The Oxford Handbook of Japanese Philosophy by Bret W. Davis

The Oxford Handbook of Japanese Philosophy by Bret W. Davis

Author:Bret W. Davis
Language: eng
Format: epub
Publisher: Oxford University Press
Published: 2019-02-15T00:00:00+00:00


A Logic of Fluidity

Things that have been repositioned in three-dimensional space can be measured with “public” yardsticks and spoken of in “public” language. Yet the undivided knowledge-emotion-volition (chi-jō-i 知情意) of the facts of our direct experience themselves can neither be measured nor spoken of in such public manners. In the fourth chapter of the second part of An Inquiry into the Good, entitled “Reality,” Nishida expresses this point by saying: “We must personally realize the true view of reality, rather than reflect on it, analyze it, and express it in words.”14 Nishida’s critique of positing an opposition of subject and object is thus a critique of the idea that grasping the truth is equivalent to measuring it with public yardsticks and speaking about it in public language.

Let us consider, for example, an exercise such as rotating one’s arm or swinging one’s leg forward and backward. By measuring the sequential positions of one’s arm or leg and the time elapsed between these points, it is no doubt possible to use physics to describe and explain the exercise. But that would not explain the continuity or unity of the exercise, which is precisely how I am conscious of it. Like these exercises, our emotions also have a dynamic quality to them. The emotion of sadness, for instance, is hardly something uniform; its movement is such that at times it tends in the direction of grief, or self-abandonment, or anger. Shifting directions, varying widely, it moves unceasingly. It cannot be summed up in the one word “sadness,” nor can it be precisely grasped by breaking it down into components of grief, anger, and so on since then its unity is lost sight of.
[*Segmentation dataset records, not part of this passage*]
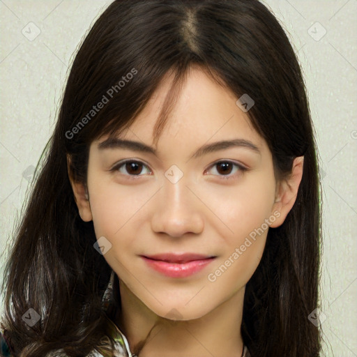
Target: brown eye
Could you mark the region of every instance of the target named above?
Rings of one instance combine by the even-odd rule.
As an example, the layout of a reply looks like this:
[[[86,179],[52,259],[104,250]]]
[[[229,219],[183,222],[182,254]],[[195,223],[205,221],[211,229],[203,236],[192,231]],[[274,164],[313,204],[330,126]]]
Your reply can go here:
[[[142,170],[143,165],[140,162],[131,161],[126,163],[126,172],[130,175],[137,175]]]
[[[148,167],[145,164],[141,162],[140,161],[135,161],[131,160],[119,163],[114,167],[113,167],[112,171],[119,172],[121,174],[123,174],[125,176],[143,176],[143,169],[145,168],[146,169],[147,172],[144,172],[144,174],[150,174],[150,169],[149,169]]]
[[[233,164],[222,161],[217,165],[217,172],[221,175],[228,175],[232,170]]]
[[[220,176],[220,178],[223,179],[228,179],[236,178],[237,176],[243,174],[245,171],[247,171],[248,169],[236,162],[220,161],[212,165],[210,170],[213,171],[212,174],[214,176]],[[215,173],[215,172],[216,173]]]

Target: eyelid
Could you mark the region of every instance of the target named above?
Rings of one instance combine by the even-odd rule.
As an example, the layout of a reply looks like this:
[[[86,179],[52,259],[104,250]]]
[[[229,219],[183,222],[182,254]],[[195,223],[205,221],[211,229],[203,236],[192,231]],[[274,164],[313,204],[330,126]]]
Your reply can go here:
[[[216,176],[219,177],[220,179],[227,180],[229,178],[236,178],[238,175],[240,175],[240,174],[243,174],[244,172],[249,170],[248,167],[247,167],[245,165],[243,165],[241,162],[237,162],[233,161],[231,160],[220,159],[220,160],[218,160],[218,161],[215,161],[213,164],[210,165],[210,166],[208,166],[208,167],[207,169],[206,169],[205,172],[207,171],[208,169],[211,169],[211,168],[214,167],[215,165],[220,164],[222,162],[229,163],[229,164],[231,164],[234,166],[236,166],[238,167],[238,170],[237,170],[238,172],[236,172],[235,174],[228,174],[227,175],[213,175],[213,176]]]
[[[119,161],[118,162],[116,162],[116,164],[114,164],[113,165],[113,167],[109,169],[109,171],[110,172],[119,172],[119,169],[121,168],[121,167],[123,167],[127,162],[136,162],[136,163],[141,164],[143,166],[146,167],[147,169],[149,169],[150,172],[152,173],[152,170],[150,169],[150,167],[149,167],[148,164],[145,163],[142,160],[133,159],[133,158],[132,158],[132,159],[123,159],[123,160]],[[227,180],[227,179],[229,179],[229,178],[235,178],[238,175],[240,175],[240,174],[243,174],[244,172],[248,171],[250,169],[248,167],[247,167],[245,165],[244,165],[243,164],[242,164],[241,162],[237,162],[236,161],[234,161],[234,160],[228,160],[228,159],[227,159],[227,160],[220,159],[220,160],[218,160],[215,161],[214,162],[211,163],[204,170],[204,172],[206,172],[208,169],[212,169],[215,165],[217,165],[218,164],[220,164],[222,162],[229,163],[229,164],[233,165],[234,166],[236,166],[238,168],[238,170],[237,170],[238,173],[235,173],[235,174],[228,174],[227,175],[219,175],[219,174],[218,175],[215,175],[215,174],[213,175],[213,176],[216,176],[219,177],[220,179]],[[123,176],[126,176],[128,177],[129,178],[132,178],[132,179],[137,179],[140,176],[144,176],[143,174],[139,174],[139,175],[130,175],[130,174],[123,174]],[[206,175],[207,174],[204,174]]]

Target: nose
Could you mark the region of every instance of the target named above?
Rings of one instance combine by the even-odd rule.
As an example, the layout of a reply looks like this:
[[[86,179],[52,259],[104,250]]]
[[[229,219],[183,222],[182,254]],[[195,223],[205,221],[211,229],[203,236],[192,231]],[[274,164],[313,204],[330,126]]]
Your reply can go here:
[[[151,218],[153,231],[176,238],[187,233],[202,232],[204,205],[192,191],[183,178],[176,183],[164,180]]]

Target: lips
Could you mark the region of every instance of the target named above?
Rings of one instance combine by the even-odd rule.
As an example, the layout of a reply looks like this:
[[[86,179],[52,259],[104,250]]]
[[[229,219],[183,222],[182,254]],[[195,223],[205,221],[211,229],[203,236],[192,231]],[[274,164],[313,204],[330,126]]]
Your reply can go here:
[[[216,258],[215,256],[195,253],[164,253],[141,257],[150,268],[170,278],[192,275],[204,269]]]
[[[188,261],[192,261],[194,260],[203,260],[208,258],[215,257],[213,255],[203,255],[195,253],[184,253],[184,254],[172,254],[172,253],[163,253],[157,254],[154,255],[144,255],[146,258],[153,260],[160,260],[167,263],[176,263],[183,264]]]

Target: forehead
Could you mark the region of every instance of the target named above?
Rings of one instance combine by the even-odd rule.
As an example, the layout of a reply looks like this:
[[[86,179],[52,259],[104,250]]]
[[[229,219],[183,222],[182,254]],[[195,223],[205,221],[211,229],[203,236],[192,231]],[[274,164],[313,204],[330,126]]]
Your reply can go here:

We endlessly attempt to analyze and describe in detail that which changes unceasingly. By dividing up and fixing in place a myriad number of parts and then reconstructing the whole, we attempt to understand that which changes unceasingly. Or else we cut it off at a certain point and try to use that segment to represent the whole. Yet what we actually experience is not an assemblage of divided and fixed pieces; it has rather the quality of a continuous movement that resists being divided up. Such a thing can only be, as Nishida puts it, “personally realized” (jitoku suru 自得する). To use Bergson’s expression, it must be “intuited.” As Bergson says, this requires us to enter deeply into a thing, “to probe more deeply into its life, and by a kind of spiritual auscultation, to feel its soul palpitate.”15

The year before the publication of An Inquiry into the Good, the same year he began teaching at Kyoto University, Nishida published an essay called “Bergson’s Philosophical Method,” in which he expresses sympathy with Bergson’s notion of “intuition.” He explains it as “seeing a thing from within,” or “seeing by means of becoming a thing itself,” and says that it is the only method with which one can “know the true state of a thing itself.”16 Sympathy with Bergson also appears in Nishida’s understanding of “pure experience.